That's only when an exception is thrown, though. If an exception isn't thrown, "unroll the stack" is just a normal `ret` instruction. There's no exception handling code at all when a function returns normally without an exception, which is the point. By contrast when an error sum type returns without an error, you're still doing a branch at the call site to verify that.
In the non-throwing exception path, there's literally no error or exception handling code executed at all. Whereas in the sum-type error-returning version, you have a branch at every call site that's always executed regardless of if there's an error or not.

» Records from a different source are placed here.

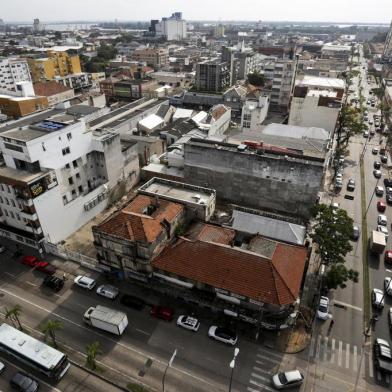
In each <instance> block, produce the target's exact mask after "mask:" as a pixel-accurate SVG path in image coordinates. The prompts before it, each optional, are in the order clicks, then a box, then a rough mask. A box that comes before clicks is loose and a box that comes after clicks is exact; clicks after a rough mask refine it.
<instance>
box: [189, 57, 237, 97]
mask: <svg viewBox="0 0 392 392" xmlns="http://www.w3.org/2000/svg"><path fill="white" fill-rule="evenodd" d="M229 86H230V67H229V65H228V63H227V62H225V61H221V60H220V59H213V60H206V61H203V62H200V63H197V64H196V78H195V88H196V89H197V90H198V91H210V92H221V91H223V90H224V89H225V88H226V87H229Z"/></svg>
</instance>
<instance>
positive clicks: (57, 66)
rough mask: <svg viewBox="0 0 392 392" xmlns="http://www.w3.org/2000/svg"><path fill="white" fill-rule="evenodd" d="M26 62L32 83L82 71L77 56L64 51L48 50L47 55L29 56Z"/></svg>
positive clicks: (44, 80)
mask: <svg viewBox="0 0 392 392" xmlns="http://www.w3.org/2000/svg"><path fill="white" fill-rule="evenodd" d="M28 63H29V66H30V71H31V76H32V79H33V82H34V83H37V82H46V81H47V80H53V79H56V77H60V78H61V77H64V76H67V75H70V74H80V73H81V72H82V69H81V66H80V59H79V56H78V55H69V54H68V53H67V52H66V51H55V50H48V51H47V57H44V58H29V59H28Z"/></svg>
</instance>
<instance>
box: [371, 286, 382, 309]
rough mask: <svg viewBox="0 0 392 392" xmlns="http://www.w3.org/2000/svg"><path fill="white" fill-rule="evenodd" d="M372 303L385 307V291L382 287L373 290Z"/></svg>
mask: <svg viewBox="0 0 392 392" xmlns="http://www.w3.org/2000/svg"><path fill="white" fill-rule="evenodd" d="M371 297H372V305H373V306H374V307H375V308H383V307H384V293H383V292H382V290H380V289H373V290H372V295H371Z"/></svg>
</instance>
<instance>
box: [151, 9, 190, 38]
mask: <svg viewBox="0 0 392 392" xmlns="http://www.w3.org/2000/svg"><path fill="white" fill-rule="evenodd" d="M154 26H155V34H156V35H157V36H164V37H166V39H167V40H168V41H182V40H183V39H185V38H186V34H187V28H186V21H185V20H184V19H182V12H174V13H173V14H172V16H170V17H169V18H162V20H161V21H160V22H158V23H155V24H154Z"/></svg>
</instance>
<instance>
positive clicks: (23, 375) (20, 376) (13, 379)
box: [10, 372, 38, 392]
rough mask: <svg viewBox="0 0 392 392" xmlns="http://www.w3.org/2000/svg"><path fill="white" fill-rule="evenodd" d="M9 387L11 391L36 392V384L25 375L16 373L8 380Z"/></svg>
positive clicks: (21, 372)
mask: <svg viewBox="0 0 392 392" xmlns="http://www.w3.org/2000/svg"><path fill="white" fill-rule="evenodd" d="M10 385H11V387H12V388H13V389H17V390H18V391H21V392H36V391H38V382H37V381H35V380H34V379H33V378H31V377H30V376H28V375H27V374H25V373H22V372H18V373H16V374H15V375H14V376H13V377H12V378H11V380H10Z"/></svg>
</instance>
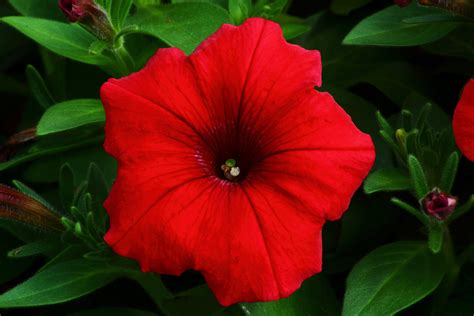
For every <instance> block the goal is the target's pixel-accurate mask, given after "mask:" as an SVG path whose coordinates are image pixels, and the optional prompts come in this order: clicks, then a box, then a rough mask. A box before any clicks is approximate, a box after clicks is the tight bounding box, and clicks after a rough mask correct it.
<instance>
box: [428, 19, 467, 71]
mask: <svg viewBox="0 0 474 316" xmlns="http://www.w3.org/2000/svg"><path fill="white" fill-rule="evenodd" d="M472 34H474V26H473V25H471V24H468V23H465V24H463V25H462V26H461V27H459V28H457V29H455V30H454V31H452V32H451V33H449V34H448V35H447V36H445V37H443V38H442V39H440V40H438V41H436V42H434V43H430V44H427V45H425V46H423V48H424V49H426V50H428V51H429V52H430V53H432V54H437V55H447V56H454V57H460V58H465V59H468V60H474V36H472ZM461 65H465V63H461Z"/></svg>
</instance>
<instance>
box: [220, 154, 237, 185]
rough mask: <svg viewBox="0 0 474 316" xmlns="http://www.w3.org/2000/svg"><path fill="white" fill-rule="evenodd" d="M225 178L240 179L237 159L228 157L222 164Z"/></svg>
mask: <svg viewBox="0 0 474 316" xmlns="http://www.w3.org/2000/svg"><path fill="white" fill-rule="evenodd" d="M221 170H222V172H223V175H224V178H225V179H227V180H229V181H238V180H239V176H240V167H239V166H237V161H236V160H235V159H227V160H226V161H225V163H224V164H222V165H221Z"/></svg>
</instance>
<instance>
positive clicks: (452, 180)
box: [439, 151, 459, 193]
mask: <svg viewBox="0 0 474 316" xmlns="http://www.w3.org/2000/svg"><path fill="white" fill-rule="evenodd" d="M458 165H459V154H458V153H457V152H456V151H454V152H453V153H452V154H451V155H449V157H448V160H446V163H445V164H444V167H443V171H442V172H441V180H440V182H439V188H440V189H441V190H442V191H444V192H446V193H451V189H452V187H453V184H454V179H455V178H456V174H457V173H458Z"/></svg>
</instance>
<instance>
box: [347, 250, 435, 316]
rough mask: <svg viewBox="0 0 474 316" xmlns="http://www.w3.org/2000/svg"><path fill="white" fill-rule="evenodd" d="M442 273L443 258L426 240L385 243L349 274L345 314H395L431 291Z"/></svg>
mask: <svg viewBox="0 0 474 316" xmlns="http://www.w3.org/2000/svg"><path fill="white" fill-rule="evenodd" d="M443 276H444V269H443V262H442V260H441V259H440V258H438V257H436V256H434V255H433V254H431V253H430V251H429V249H428V248H427V247H426V245H425V244H423V243H416V242H398V243H394V244H390V245H386V246H383V247H381V248H378V249H376V250H374V251H373V252H371V253H369V254H368V255H367V256H366V257H364V258H363V259H362V260H361V261H360V262H359V263H357V265H356V266H355V267H354V268H353V269H352V271H351V273H350V274H349V277H348V279H347V290H346V294H345V298H344V308H343V312H342V315H351V316H352V315H393V314H395V313H397V312H399V311H401V310H403V309H405V308H406V307H408V306H410V305H412V304H413V303H415V302H417V301H419V300H421V299H423V298H424V297H425V296H427V295H428V294H430V293H431V292H432V291H433V290H434V289H435V288H436V287H437V286H438V284H439V283H440V282H441V279H442V278H443Z"/></svg>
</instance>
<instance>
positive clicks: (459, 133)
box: [453, 79, 474, 161]
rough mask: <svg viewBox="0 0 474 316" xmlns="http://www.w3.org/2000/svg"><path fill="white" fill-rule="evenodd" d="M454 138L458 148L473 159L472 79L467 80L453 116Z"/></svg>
mask: <svg viewBox="0 0 474 316" xmlns="http://www.w3.org/2000/svg"><path fill="white" fill-rule="evenodd" d="M453 130H454V138H455V139H456V143H457V144H458V147H459V149H461V151H462V153H463V154H464V155H465V156H466V157H467V158H468V159H469V160H472V161H474V79H471V80H469V82H468V83H467V85H466V86H465V87H464V91H463V93H462V96H461V100H459V103H458V105H457V106H456V109H455V110H454V117H453Z"/></svg>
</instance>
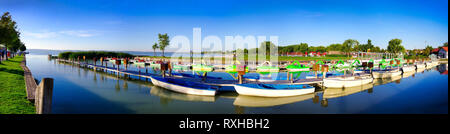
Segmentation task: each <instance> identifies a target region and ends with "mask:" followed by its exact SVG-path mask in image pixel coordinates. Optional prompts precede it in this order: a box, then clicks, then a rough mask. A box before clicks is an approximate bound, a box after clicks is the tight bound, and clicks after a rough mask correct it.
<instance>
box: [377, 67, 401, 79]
mask: <svg viewBox="0 0 450 134" xmlns="http://www.w3.org/2000/svg"><path fill="white" fill-rule="evenodd" d="M401 74H402V72H401V71H400V70H399V69H393V70H386V71H383V70H380V71H373V72H372V76H373V78H375V79H377V78H391V77H394V76H399V75H401Z"/></svg>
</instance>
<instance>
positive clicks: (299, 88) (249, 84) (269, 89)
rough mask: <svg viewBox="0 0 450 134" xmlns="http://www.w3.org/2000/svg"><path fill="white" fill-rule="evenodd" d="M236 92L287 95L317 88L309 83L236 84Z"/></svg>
mask: <svg viewBox="0 0 450 134" xmlns="http://www.w3.org/2000/svg"><path fill="white" fill-rule="evenodd" d="M234 88H235V89H236V92H238V93H239V94H240V95H249V96H262V97H287V96H297V95H303V94H309V93H314V91H315V88H314V87H312V86H309V85H305V84H301V85H286V84H236V85H234Z"/></svg>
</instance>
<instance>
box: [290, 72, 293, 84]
mask: <svg viewBox="0 0 450 134" xmlns="http://www.w3.org/2000/svg"><path fill="white" fill-rule="evenodd" d="M289 78H290V80H291V83H294V77H293V76H292V73H290V75H289Z"/></svg>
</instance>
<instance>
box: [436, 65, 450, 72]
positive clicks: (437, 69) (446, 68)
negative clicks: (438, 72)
mask: <svg viewBox="0 0 450 134" xmlns="http://www.w3.org/2000/svg"><path fill="white" fill-rule="evenodd" d="M437 70H438V71H439V73H440V74H442V75H448V64H440V65H439V66H438V67H437Z"/></svg>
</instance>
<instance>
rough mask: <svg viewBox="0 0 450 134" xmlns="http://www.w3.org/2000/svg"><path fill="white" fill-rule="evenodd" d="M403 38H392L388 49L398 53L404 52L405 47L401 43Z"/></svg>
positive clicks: (387, 49) (392, 51)
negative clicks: (399, 38)
mask: <svg viewBox="0 0 450 134" xmlns="http://www.w3.org/2000/svg"><path fill="white" fill-rule="evenodd" d="M401 44H402V40H401V39H397V38H396V39H392V40H390V41H389V45H388V47H387V51H388V52H390V53H394V54H398V53H400V52H404V51H405V48H404V47H403V46H402V45H401Z"/></svg>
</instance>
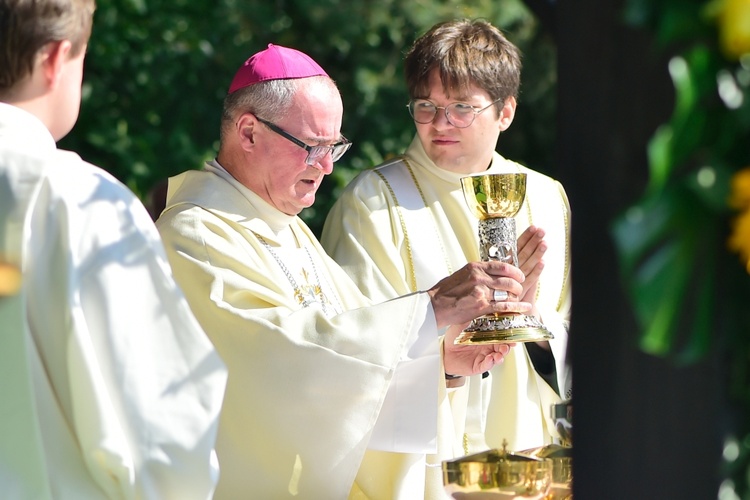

Now the exception handler generates ".cold" clones of the function, so the total assembly for the exception handling one is larger. However, that assembly isn't every executed if an exception isn't thrown, which is the broader point. So it's not taking up CPU cache space & it's not taking up branch predictor slots.
That's a bad point? Exceptions are not normal control flow. They are rare or, as one might say, exceptional. The performance of them when thrown isn't of key concern, it's the performance when they are not thrown that matters since that's the >90% case. And in that case, code using exceptions is faster than code using sum type return values, especially if those errors propagate deeply across the call stack which they very often do.
You mean destructors? An exception handler would be a catch block.
Anyway, the typical implementation involves two phases, one which uses a table to identify the matxhing catch clause, then another one going through landing pads for each frame of the stack. Just consult the Itanium ABI spec for technical details.